The Office: "Secretary's Day"

Many of my favorite episodes of The Office revolve around holidays. Accordingly, tonight’s show explored the bleak, seamy underbelly of Secretary’s Day. The set-up was relatively simple. Andy, in a trademark fit of runaway, counterproductive romanticism, decides to bully everyone in the office into making Erin’s Secretary Day the bestest ever. His piece de resistance involved getting Michael to take Erin out to lunch.
Michael is initially reluctant: he sees Erin as a rube and fears/anticipates an excruciatingly awkward conversation. But Andy is nothing if not persistent and this grand romantic gesture, like nearly all of his others, backfires horribly. Michael finds himself stuck with a woman so devoid of social graces and self-consciousness that she borders on mentally challenged, a good natured but painfully naïve and immature woman-child who seems to exist in a different world than anyone else.
In other words, Michael found himself in the place of everyone forced to deal with him. It was a classic switch. For once, Michael was the bored, irritated one forced by circumstances to talk to someone he can barely stand. Psychologically, it rang true: Erin worships Michael and Michael has enough self-loathing to find that a deplorable and deeply suspicious quality.
So consciously or unconsciously, he completely destroys Erin’s fragile mental health and self-esteem by casually mentioning that Andy was engaged to Angela, something Andy never saw fit to mention. Erin is shattered. In a very five-year-old temper tantrum, she drapes her hair over her face so she looks like Cousin Itt from The Addams Family.
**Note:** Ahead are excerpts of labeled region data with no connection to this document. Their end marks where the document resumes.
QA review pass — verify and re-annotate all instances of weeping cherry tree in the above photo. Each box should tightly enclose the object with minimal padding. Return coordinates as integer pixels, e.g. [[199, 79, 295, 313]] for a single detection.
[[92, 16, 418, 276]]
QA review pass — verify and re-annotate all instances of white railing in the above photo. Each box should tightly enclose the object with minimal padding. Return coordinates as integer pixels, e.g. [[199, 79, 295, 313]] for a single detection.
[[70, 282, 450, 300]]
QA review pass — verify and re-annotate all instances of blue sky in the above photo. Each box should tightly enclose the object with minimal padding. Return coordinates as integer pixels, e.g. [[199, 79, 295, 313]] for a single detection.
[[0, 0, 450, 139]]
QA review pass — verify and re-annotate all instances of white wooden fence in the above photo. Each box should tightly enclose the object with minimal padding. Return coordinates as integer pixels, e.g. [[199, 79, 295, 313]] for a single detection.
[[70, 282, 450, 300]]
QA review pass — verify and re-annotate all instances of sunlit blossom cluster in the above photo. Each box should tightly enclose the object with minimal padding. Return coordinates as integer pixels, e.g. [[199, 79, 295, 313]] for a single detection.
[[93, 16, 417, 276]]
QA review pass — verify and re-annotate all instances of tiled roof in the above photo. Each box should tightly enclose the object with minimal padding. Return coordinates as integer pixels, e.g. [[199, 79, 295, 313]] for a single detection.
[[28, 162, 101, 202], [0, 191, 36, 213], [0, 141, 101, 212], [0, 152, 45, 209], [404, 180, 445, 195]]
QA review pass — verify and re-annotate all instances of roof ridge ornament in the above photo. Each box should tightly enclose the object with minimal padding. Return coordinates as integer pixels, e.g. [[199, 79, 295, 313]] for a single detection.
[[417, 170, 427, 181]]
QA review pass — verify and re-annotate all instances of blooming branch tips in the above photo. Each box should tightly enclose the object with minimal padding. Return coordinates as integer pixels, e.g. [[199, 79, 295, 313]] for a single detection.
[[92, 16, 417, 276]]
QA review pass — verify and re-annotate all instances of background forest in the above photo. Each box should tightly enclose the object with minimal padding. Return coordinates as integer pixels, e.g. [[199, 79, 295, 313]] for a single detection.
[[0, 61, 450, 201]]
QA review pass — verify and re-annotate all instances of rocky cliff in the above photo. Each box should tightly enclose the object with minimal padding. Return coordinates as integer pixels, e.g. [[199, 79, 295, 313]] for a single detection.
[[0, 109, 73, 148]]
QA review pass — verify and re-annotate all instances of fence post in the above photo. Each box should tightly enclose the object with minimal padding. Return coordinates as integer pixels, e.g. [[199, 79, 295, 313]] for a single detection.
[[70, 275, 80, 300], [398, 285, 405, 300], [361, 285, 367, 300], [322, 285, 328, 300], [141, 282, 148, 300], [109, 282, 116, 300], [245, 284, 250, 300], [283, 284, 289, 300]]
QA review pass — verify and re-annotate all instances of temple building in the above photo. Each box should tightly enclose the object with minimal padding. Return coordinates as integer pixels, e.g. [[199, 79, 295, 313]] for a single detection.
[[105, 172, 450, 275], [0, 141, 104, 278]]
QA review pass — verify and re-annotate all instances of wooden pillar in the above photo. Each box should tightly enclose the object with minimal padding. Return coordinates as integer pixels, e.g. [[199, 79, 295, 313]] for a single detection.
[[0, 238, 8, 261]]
Erin can’t stand the idea of her beloved Andy fucking a sour-faced, joyless scold like Angela so she freaks the fuck out, first turning petulant and sullen and then lashing out at Andy for deceiving her. In an enormously touching moment, Pam, who has just returned from maternity leave, tells Erin that it doesn’t matter who a person has been with; only who they end up with. Erin’s response was perfect: she tenderly tells Pam that she hopes she’ll meet the right person, oblivious to the fact that Pam has already found her Mr. Perfect and just gave birth to his child.